Sevgili okuyucular, size bugün kendinizi ne kadar duyduğunuz konusunu konuşmak istiyorum.

“Kendinizi ne kadar duyuyorsunuz?” Düşünce ve soru olarak ne kadar kulağa garip gelse de aslında çok önemli bir noktaya parmak bastım değil mi? Şimdi bu noktada özeleştiri yapıp, kendimizi tartmamız lazım…

Bir olayla karşılaştığımızda, hayatımız için kritik kararlar alırken, dinlerken veya konuşurken içimizdeki o sese ne kadar kulak veriyoruz? Hiç düşünmediniz bu konuyu değil mi?

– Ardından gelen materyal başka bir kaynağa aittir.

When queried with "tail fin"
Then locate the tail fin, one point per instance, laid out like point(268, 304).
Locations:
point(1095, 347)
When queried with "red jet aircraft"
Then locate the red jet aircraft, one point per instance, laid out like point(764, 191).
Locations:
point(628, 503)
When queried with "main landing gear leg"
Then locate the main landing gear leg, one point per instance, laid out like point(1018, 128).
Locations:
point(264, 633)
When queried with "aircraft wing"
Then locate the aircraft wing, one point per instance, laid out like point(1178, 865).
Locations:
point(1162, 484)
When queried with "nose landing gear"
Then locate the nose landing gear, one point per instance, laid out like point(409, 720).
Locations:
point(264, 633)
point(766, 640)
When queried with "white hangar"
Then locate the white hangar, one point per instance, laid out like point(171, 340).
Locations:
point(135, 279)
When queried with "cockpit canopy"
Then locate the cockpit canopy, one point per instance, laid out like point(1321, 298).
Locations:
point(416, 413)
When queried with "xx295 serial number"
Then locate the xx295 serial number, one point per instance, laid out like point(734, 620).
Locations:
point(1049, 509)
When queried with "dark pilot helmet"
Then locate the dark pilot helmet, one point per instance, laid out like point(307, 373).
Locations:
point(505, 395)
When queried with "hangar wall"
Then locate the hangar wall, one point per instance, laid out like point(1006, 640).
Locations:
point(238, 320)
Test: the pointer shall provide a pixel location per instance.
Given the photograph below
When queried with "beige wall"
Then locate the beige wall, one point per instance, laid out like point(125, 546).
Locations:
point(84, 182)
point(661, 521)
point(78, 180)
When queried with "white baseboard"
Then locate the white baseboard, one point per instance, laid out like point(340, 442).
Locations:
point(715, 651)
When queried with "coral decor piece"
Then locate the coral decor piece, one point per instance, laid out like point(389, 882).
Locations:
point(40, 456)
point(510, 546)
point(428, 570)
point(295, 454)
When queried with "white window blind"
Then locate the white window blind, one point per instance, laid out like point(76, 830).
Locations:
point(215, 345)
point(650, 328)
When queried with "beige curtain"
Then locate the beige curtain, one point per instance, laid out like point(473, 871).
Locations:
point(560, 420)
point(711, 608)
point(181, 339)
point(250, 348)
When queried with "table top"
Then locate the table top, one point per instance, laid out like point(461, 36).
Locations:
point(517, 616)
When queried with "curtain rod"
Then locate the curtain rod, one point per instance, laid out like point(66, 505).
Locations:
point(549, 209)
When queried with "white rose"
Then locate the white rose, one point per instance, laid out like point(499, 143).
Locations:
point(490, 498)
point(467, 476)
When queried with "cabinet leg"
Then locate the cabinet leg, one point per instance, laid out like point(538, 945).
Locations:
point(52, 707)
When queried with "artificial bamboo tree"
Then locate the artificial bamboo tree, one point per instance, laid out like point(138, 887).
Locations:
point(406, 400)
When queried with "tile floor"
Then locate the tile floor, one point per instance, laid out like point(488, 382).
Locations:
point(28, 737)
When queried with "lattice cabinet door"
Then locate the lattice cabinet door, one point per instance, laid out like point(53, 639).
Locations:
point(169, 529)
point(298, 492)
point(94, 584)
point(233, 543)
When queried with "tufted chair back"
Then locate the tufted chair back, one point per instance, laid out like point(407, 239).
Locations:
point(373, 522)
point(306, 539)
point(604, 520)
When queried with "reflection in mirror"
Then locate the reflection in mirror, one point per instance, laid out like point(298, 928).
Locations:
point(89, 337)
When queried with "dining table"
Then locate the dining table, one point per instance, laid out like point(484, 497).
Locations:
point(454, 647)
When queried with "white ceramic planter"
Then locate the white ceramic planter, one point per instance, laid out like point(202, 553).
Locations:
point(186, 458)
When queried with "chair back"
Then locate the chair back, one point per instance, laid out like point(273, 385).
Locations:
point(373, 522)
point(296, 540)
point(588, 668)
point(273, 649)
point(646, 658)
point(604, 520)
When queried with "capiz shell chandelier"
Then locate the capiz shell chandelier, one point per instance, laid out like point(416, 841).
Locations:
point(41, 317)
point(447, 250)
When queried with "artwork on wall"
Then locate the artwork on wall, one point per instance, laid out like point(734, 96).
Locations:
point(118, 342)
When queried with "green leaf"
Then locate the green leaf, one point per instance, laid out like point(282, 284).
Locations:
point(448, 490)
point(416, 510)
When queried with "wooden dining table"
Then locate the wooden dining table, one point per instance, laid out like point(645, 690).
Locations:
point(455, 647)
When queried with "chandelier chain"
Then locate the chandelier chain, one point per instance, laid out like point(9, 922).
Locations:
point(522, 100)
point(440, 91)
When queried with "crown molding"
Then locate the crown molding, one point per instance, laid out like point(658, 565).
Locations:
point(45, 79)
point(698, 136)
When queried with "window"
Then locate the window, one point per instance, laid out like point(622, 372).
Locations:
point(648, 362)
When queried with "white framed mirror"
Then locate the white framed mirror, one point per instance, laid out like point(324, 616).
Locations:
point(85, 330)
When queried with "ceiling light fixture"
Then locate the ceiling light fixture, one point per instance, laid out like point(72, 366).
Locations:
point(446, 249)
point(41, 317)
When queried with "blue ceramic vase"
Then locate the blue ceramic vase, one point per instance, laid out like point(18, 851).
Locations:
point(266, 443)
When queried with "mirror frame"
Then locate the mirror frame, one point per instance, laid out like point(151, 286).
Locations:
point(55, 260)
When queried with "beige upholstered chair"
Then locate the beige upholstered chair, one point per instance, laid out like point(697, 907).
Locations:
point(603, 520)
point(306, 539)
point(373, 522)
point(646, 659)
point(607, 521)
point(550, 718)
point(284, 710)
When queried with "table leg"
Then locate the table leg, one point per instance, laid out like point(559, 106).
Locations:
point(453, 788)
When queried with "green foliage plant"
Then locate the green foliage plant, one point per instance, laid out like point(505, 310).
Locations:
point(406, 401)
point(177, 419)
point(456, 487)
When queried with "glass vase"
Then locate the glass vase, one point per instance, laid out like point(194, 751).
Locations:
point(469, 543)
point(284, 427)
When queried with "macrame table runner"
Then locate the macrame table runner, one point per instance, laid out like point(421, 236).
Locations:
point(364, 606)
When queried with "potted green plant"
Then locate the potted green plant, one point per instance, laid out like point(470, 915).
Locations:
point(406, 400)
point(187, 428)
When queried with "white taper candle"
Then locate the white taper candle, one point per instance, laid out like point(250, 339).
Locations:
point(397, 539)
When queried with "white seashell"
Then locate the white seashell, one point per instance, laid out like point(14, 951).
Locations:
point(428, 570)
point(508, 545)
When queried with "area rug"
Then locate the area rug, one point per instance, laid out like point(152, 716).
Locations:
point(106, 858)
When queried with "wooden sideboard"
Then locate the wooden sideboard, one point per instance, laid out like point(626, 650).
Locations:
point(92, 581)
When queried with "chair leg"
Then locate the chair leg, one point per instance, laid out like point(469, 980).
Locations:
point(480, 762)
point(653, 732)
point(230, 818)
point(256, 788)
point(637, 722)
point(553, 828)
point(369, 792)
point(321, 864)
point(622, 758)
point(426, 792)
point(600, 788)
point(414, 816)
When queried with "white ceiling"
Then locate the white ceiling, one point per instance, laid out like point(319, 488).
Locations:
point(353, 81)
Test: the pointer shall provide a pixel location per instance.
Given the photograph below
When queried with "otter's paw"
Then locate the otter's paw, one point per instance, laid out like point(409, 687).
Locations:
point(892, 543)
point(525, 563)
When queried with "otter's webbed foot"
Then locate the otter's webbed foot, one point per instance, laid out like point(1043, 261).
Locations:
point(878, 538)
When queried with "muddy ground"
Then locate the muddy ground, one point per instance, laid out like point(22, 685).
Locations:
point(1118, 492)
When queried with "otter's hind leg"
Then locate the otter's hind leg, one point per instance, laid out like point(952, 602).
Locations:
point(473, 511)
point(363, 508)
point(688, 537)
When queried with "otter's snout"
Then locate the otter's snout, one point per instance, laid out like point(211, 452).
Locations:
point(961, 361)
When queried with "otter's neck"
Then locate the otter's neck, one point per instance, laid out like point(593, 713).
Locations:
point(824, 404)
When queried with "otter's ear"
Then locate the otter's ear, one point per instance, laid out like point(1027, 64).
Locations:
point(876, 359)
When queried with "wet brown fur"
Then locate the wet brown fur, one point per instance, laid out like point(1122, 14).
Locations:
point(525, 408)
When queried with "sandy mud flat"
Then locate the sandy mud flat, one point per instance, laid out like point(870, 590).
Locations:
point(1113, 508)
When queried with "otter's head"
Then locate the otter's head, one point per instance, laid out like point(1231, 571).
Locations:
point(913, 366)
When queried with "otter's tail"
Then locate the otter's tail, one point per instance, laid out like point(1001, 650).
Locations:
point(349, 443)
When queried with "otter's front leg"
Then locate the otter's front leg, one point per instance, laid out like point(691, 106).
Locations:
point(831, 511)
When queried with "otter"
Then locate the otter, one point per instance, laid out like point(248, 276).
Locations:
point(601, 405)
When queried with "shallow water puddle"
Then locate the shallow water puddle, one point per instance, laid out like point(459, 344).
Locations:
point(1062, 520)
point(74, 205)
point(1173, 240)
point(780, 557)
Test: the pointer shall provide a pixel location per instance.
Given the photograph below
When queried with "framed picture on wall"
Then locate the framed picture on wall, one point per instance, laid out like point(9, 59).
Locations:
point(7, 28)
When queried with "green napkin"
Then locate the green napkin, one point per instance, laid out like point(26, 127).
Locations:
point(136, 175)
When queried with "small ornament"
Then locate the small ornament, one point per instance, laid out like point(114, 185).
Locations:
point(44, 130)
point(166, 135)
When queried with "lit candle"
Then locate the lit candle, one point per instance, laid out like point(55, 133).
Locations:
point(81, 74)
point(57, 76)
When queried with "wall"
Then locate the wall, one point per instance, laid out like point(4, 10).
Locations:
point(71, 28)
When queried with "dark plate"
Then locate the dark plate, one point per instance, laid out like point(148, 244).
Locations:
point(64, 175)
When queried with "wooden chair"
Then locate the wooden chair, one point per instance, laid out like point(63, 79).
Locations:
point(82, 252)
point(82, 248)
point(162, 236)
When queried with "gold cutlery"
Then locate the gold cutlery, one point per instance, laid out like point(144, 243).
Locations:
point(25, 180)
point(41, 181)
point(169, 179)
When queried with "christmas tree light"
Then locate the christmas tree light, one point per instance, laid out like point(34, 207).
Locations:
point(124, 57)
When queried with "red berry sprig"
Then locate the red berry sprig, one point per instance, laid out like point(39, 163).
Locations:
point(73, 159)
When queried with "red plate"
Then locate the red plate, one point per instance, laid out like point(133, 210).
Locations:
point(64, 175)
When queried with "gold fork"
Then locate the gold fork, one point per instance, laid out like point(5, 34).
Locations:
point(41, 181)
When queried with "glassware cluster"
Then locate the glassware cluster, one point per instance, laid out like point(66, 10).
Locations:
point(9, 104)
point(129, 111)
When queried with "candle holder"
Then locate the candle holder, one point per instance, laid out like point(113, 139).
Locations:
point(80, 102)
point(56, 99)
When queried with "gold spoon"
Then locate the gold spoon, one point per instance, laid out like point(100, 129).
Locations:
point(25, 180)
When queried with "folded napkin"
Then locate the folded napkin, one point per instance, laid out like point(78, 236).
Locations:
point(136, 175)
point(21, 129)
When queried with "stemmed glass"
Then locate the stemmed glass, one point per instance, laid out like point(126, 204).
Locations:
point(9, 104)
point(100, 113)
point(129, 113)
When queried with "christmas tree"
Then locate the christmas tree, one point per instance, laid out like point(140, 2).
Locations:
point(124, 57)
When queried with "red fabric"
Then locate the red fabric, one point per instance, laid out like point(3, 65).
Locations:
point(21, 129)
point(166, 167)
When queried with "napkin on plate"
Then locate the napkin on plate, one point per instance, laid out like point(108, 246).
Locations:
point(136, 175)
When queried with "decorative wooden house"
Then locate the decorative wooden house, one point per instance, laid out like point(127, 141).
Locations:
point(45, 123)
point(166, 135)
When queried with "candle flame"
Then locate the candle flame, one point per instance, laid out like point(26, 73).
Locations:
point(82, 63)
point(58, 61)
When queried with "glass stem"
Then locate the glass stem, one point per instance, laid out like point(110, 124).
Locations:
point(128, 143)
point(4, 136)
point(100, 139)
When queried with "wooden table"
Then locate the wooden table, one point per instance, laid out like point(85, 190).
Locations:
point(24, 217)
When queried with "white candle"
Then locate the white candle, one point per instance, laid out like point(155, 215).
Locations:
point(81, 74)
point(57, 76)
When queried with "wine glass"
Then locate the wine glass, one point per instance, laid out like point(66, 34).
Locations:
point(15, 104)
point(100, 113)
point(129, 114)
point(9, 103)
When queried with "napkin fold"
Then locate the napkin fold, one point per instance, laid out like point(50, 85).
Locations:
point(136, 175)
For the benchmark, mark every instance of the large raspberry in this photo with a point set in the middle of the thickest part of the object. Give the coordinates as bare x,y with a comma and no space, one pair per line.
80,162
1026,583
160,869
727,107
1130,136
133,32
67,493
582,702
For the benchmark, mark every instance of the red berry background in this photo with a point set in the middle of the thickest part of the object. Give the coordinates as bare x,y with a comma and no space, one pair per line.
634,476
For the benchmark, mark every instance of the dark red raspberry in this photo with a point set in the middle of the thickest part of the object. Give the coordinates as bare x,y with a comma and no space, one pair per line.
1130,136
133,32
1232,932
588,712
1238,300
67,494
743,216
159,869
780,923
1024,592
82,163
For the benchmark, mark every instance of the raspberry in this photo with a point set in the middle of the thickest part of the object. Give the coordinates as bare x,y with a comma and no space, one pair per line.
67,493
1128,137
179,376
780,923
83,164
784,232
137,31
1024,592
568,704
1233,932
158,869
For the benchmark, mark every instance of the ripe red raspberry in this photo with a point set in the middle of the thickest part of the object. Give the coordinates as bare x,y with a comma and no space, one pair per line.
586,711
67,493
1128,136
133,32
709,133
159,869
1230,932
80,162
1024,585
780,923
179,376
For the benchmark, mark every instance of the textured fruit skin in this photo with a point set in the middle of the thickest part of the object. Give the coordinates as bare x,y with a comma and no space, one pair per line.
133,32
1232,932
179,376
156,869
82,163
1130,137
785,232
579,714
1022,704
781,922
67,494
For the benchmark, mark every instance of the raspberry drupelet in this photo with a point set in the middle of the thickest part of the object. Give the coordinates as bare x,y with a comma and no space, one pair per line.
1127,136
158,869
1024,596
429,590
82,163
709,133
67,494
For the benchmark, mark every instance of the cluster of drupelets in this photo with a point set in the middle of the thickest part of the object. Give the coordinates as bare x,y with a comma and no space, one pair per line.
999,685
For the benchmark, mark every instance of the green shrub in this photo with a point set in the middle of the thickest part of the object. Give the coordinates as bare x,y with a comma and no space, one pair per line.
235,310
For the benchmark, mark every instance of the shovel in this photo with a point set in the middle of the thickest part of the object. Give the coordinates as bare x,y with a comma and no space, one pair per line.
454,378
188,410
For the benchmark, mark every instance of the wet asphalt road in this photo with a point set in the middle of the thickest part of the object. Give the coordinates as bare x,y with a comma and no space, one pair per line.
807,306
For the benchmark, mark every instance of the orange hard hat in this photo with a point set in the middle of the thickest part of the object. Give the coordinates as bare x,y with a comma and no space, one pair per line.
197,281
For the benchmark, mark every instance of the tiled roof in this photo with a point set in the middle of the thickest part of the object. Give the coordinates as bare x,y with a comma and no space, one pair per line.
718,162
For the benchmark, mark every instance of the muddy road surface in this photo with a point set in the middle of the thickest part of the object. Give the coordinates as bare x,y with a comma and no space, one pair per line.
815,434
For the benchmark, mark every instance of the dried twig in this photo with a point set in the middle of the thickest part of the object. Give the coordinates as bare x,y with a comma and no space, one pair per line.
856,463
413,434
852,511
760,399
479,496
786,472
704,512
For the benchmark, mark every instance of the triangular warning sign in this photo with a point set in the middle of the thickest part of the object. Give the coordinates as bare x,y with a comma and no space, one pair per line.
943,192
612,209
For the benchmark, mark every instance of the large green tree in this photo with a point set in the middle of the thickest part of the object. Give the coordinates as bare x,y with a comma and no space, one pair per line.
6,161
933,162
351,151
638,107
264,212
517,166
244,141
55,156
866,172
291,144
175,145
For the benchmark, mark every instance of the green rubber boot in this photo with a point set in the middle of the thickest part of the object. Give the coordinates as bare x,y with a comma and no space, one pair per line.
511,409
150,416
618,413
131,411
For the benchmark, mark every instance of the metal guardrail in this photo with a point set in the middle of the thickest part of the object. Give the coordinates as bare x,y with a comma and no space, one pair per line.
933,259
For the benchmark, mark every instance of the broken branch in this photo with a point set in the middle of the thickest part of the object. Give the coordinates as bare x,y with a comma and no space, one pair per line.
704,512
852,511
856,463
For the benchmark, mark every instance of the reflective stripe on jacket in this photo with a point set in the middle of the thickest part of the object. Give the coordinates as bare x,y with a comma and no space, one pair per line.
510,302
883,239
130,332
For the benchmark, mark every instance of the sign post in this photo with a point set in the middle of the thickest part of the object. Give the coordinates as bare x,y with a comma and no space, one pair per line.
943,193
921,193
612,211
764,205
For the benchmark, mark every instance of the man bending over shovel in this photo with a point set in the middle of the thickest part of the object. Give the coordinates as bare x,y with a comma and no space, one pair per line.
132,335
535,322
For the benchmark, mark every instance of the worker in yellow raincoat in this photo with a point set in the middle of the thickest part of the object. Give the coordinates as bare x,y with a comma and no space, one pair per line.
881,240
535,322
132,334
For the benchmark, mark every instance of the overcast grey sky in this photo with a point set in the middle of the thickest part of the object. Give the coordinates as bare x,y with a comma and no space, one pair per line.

Anne- babamızı, akrabalarımızı, yakın çevremizi vs. herkesi dinleriz. Bunu yapmamız kadar doğal bir şey yok aslında… Çevremizden akıl almak, onları dinlemek her zaman doğru bir şeymiş gibi gelir. Ancak ne zaman kendi iç sesimize kulak veririz? Ne zaman kendimizin farkına varırız. Bu süreç aslında çok geniş bir zamana yayılıyor… Ve sürecin başlaması ergenlik çağımızla başlıyor ve uzun bir süreç kendini duymayı öğrenmek. Yani kendinizi fark etmeye başlamanız kendi iç sesinizi dinlemeye başlamanızla orantısal bir süreçte ilerliyor.

Dışsal faktörleri bir kenara bırakıp, kendi iç sesimizi duymak ve anlamak için içeriye bakmalıyız. Çünkü aradığımız şey hep içimizdedir. Yani kendimizi bulmak için içimizdeki sesle konuşarak cevaplar aramalıyız aslında…

Evet, sevgili okuyucular herkesi dinleyelim. Ama kendimizi dinlemeyi ihmal etmeyelim. Bu hayattaki en önemli kişinin ‘kendiniz’ olduğunu unutmayın. Bu yüzden en çok duymamız gereken kişi kendimiziz. İlk önce kendinizi sevip değer verin ve gücünüzün farkına varın!